Otello entre dans la chambre de Desdémone et l'étrangle.
La vérité explose quand Emilia annonce que Cassio a tué Roderigo et voyant la tournure que prennent les intrigues, elle avoue à Otello tout le complot ourdi par Iago.
Accablé, Otello se suicide sur le corps de son épouse.
Le rideau tombe doucement sur les mesures des trois baisers de l'Acte 1 "Un bacio... un bacio ancora... un altro bacio " , les mesures jouées sur un hautbois et qui dans les premiers temps de l'amour les avaient comblés.
"L'air du saule" chanté par Desdémone, est un air mélancolique qui raconte la douleur d'une servante abandonnée par l'homme qu'elle aimait.
L'opéra tient parfaitement les normes exigées.
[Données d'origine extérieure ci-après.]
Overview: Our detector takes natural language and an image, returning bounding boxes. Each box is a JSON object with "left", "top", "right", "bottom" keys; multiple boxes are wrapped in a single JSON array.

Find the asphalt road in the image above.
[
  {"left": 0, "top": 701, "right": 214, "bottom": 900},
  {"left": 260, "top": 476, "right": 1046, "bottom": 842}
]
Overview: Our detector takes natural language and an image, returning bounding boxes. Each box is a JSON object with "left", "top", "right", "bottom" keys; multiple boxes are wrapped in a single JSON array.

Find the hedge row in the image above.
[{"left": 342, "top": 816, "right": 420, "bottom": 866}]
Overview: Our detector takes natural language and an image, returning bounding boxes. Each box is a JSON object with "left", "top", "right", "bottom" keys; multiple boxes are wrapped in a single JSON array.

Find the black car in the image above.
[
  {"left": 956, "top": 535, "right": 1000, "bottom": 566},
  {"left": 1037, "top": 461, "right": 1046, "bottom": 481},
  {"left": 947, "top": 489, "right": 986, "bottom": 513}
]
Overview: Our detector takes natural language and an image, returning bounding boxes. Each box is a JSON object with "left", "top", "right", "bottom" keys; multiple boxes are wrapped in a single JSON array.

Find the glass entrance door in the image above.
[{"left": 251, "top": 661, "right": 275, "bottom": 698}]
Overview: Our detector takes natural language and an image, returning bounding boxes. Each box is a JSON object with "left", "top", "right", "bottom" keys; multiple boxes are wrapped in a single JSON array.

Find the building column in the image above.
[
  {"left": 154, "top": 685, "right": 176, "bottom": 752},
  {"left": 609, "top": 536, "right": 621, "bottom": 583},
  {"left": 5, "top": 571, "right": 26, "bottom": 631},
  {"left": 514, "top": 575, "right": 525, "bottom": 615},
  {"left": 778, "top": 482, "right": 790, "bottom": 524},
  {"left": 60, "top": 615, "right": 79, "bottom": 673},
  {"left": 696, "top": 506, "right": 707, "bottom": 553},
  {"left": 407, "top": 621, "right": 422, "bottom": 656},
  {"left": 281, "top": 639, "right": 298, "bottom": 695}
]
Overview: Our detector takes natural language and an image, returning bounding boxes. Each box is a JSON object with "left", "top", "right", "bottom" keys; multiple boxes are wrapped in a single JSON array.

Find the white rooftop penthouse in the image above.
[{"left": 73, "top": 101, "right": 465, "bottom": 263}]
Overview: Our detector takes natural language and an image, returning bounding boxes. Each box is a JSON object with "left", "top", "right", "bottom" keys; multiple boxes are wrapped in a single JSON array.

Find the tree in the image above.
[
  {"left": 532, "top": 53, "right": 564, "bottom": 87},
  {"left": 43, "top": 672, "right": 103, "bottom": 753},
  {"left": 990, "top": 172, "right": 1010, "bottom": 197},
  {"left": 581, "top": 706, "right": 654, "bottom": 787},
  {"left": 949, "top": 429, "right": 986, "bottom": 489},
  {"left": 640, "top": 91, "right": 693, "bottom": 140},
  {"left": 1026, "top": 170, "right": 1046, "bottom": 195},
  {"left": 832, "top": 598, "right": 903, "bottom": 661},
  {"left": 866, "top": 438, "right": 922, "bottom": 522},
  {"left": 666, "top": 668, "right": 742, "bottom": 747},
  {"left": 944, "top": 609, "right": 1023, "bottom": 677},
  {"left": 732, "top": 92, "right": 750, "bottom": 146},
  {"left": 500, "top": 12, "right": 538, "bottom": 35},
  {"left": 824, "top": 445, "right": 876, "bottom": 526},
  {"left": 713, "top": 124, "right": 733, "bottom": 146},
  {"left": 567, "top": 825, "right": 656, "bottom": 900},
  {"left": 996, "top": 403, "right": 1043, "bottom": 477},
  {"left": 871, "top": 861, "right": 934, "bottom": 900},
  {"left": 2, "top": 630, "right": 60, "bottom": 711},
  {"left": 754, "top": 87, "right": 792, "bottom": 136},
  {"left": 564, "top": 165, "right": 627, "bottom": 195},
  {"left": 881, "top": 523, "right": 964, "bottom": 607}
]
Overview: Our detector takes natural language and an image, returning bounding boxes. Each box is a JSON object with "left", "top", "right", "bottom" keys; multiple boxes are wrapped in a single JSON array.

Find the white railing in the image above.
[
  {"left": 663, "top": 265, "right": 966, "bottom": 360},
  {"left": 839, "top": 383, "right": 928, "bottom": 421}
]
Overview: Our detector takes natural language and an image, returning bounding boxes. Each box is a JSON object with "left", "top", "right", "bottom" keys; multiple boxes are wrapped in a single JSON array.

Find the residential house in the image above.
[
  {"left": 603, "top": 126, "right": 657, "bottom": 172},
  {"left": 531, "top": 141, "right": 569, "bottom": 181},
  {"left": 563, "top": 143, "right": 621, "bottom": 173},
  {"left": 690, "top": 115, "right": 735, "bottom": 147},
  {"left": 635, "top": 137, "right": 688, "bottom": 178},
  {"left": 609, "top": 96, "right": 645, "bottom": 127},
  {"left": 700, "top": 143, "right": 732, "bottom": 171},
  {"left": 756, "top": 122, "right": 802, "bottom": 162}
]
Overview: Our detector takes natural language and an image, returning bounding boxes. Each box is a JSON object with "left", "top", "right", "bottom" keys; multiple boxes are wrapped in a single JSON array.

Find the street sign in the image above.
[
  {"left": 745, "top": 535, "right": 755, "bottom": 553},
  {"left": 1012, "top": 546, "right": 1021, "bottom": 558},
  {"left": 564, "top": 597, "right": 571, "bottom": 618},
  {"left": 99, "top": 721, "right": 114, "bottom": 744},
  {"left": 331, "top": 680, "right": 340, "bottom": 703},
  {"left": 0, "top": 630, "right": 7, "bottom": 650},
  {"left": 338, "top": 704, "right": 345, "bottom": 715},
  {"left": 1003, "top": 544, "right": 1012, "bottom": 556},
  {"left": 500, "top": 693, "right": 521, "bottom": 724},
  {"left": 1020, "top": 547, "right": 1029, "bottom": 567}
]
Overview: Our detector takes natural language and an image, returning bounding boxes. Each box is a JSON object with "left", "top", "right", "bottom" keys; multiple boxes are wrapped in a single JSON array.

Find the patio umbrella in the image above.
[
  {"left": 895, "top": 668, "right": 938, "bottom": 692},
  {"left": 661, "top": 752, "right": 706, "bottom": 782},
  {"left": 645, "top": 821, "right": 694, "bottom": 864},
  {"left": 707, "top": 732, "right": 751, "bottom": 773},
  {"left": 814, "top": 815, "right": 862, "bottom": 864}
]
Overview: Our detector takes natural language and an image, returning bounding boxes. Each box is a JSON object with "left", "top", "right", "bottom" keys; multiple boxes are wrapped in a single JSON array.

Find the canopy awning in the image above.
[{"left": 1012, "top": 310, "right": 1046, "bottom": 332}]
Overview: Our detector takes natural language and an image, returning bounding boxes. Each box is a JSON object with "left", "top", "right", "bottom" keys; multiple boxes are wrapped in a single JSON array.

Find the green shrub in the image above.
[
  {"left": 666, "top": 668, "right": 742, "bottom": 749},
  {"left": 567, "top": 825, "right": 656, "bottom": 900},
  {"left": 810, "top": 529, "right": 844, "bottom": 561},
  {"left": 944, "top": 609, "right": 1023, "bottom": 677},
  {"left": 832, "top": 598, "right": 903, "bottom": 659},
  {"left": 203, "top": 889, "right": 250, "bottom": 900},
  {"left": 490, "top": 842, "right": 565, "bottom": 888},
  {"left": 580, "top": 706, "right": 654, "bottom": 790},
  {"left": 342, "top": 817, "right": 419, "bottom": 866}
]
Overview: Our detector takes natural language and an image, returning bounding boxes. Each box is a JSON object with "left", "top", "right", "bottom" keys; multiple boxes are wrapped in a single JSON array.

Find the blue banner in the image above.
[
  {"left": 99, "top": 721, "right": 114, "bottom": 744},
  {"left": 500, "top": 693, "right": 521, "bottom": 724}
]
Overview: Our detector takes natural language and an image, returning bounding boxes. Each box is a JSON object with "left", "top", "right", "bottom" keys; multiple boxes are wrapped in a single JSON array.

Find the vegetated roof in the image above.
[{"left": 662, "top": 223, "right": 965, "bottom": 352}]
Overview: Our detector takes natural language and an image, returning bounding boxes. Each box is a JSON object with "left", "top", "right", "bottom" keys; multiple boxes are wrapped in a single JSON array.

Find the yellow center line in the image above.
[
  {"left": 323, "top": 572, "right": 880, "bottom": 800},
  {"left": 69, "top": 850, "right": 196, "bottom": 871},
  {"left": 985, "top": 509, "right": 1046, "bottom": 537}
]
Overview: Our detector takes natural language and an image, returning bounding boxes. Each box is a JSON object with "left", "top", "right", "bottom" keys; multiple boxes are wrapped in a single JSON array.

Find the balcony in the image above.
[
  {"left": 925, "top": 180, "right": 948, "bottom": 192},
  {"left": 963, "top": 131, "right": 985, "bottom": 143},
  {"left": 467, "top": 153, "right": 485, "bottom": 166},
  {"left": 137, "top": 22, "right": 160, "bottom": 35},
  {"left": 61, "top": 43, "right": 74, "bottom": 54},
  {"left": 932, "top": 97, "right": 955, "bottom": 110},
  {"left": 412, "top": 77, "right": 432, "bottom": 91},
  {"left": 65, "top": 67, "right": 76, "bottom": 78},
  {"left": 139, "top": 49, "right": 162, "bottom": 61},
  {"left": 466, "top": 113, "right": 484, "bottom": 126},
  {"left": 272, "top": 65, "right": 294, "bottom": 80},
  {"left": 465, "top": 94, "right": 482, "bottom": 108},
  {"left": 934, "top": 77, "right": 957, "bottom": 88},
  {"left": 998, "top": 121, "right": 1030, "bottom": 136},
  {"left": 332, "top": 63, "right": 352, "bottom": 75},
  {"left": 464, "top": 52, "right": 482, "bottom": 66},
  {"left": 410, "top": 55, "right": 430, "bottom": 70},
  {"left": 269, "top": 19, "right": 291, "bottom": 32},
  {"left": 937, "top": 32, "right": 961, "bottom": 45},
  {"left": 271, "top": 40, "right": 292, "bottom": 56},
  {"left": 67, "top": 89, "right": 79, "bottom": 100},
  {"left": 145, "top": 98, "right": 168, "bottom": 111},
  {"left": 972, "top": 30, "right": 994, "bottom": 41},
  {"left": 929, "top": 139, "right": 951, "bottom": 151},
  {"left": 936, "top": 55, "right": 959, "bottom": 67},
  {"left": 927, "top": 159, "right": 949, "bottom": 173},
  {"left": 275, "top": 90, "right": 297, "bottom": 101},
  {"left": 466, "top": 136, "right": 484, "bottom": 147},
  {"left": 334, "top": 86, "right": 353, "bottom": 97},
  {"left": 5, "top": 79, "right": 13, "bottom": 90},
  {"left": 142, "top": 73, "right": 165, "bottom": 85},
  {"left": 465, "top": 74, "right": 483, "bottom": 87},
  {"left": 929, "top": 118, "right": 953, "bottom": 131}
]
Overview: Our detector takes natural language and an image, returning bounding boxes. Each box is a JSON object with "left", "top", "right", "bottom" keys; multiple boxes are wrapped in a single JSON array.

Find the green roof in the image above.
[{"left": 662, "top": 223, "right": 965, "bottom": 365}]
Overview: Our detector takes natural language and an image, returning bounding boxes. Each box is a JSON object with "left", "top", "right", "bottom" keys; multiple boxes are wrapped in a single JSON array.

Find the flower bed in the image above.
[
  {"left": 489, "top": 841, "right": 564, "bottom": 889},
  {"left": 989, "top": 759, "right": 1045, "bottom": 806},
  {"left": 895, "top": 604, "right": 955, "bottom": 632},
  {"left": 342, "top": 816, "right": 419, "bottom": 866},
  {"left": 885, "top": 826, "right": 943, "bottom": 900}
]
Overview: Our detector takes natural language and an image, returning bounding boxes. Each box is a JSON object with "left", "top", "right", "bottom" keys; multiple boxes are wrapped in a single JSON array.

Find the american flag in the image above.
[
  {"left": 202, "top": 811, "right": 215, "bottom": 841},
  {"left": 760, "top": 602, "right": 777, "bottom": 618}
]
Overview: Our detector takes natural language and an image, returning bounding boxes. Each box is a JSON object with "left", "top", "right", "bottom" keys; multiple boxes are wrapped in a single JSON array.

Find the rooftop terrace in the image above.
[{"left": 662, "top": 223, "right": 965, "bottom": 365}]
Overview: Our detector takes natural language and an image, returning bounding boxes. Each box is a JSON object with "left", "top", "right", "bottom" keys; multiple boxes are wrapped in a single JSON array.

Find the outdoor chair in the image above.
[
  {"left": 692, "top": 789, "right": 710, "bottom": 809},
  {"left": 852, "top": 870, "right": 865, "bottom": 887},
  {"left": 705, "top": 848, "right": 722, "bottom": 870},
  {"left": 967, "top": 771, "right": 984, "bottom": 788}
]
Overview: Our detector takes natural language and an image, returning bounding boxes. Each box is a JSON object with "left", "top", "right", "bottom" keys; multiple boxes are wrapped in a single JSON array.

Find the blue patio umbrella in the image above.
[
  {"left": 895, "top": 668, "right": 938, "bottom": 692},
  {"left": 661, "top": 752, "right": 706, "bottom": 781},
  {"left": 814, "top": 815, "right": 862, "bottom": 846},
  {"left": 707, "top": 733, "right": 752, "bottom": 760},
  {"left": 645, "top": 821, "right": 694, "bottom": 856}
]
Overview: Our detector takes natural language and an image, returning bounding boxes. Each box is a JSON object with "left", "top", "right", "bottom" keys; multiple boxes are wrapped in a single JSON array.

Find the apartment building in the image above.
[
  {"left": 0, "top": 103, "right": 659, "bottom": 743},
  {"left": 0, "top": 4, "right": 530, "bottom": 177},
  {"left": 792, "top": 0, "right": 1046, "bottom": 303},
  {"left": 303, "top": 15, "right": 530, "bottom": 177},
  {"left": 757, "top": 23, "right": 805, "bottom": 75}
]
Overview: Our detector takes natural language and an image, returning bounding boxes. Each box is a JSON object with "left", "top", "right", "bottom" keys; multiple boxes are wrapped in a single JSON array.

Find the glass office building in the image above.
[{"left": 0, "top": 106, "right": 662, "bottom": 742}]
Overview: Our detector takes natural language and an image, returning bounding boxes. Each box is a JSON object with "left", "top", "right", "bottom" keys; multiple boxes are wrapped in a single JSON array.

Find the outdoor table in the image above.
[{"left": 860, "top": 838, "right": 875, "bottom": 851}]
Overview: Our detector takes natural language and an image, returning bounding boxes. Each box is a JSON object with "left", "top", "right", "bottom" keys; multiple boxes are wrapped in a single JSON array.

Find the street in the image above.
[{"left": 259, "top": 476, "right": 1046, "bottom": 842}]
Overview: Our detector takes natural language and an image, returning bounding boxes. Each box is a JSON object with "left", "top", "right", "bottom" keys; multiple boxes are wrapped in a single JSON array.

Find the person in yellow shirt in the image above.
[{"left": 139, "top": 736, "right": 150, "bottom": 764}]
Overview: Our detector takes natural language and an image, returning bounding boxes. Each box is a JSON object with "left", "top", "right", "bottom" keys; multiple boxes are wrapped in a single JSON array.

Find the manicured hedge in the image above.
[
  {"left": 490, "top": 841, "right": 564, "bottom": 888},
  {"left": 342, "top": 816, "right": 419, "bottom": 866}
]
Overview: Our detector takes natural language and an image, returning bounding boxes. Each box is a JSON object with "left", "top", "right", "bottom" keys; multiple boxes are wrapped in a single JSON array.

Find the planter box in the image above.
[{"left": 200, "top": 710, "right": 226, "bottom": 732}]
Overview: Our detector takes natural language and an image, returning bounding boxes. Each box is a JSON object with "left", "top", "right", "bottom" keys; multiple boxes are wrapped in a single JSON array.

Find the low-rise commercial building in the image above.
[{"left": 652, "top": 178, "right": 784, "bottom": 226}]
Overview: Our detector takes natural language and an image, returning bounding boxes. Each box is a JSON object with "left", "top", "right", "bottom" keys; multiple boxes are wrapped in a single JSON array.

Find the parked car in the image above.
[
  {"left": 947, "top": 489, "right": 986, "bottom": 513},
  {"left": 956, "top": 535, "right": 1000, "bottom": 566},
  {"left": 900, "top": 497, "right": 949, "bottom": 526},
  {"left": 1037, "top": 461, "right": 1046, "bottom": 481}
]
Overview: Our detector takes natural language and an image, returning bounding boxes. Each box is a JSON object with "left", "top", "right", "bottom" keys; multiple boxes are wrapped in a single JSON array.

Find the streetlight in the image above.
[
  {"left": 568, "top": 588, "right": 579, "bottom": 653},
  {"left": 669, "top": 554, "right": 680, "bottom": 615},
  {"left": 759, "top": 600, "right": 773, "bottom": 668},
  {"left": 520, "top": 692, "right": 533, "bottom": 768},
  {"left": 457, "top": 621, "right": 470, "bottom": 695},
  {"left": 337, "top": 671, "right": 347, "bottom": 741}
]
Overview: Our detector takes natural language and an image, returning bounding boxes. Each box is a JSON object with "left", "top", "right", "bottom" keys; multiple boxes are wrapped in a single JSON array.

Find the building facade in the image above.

Il y a une unité de temps et de lieu, une harmonie musicale, une intrigue circulaire qui contribue à rappeler et à maintenir jusqu'à la conclusion, l'émotion dégagée par un récit aussi tempétueux que les éléments d'une nature déchaînée. L'intrigue est conduite dans la fièvre d'une métaphore filée, les tempêtes de la nature imageant les tempêtes du coeur et les noirceurs de l'âme humaine.
Le public, à la représentation, en a reçu l'impact jusqu'au plus profond de son coeur tant il est transporté par le puissant lyrisme des dialogues.
Septembre 2023
Ginette Flora
Comme d'habitude, une présentation claire de l’œuvre et des personnages, des points de vue judicieux sur quelques éléments particuliers et des extraits merveilleux. Je ne peux que te remercier, chère Ginette.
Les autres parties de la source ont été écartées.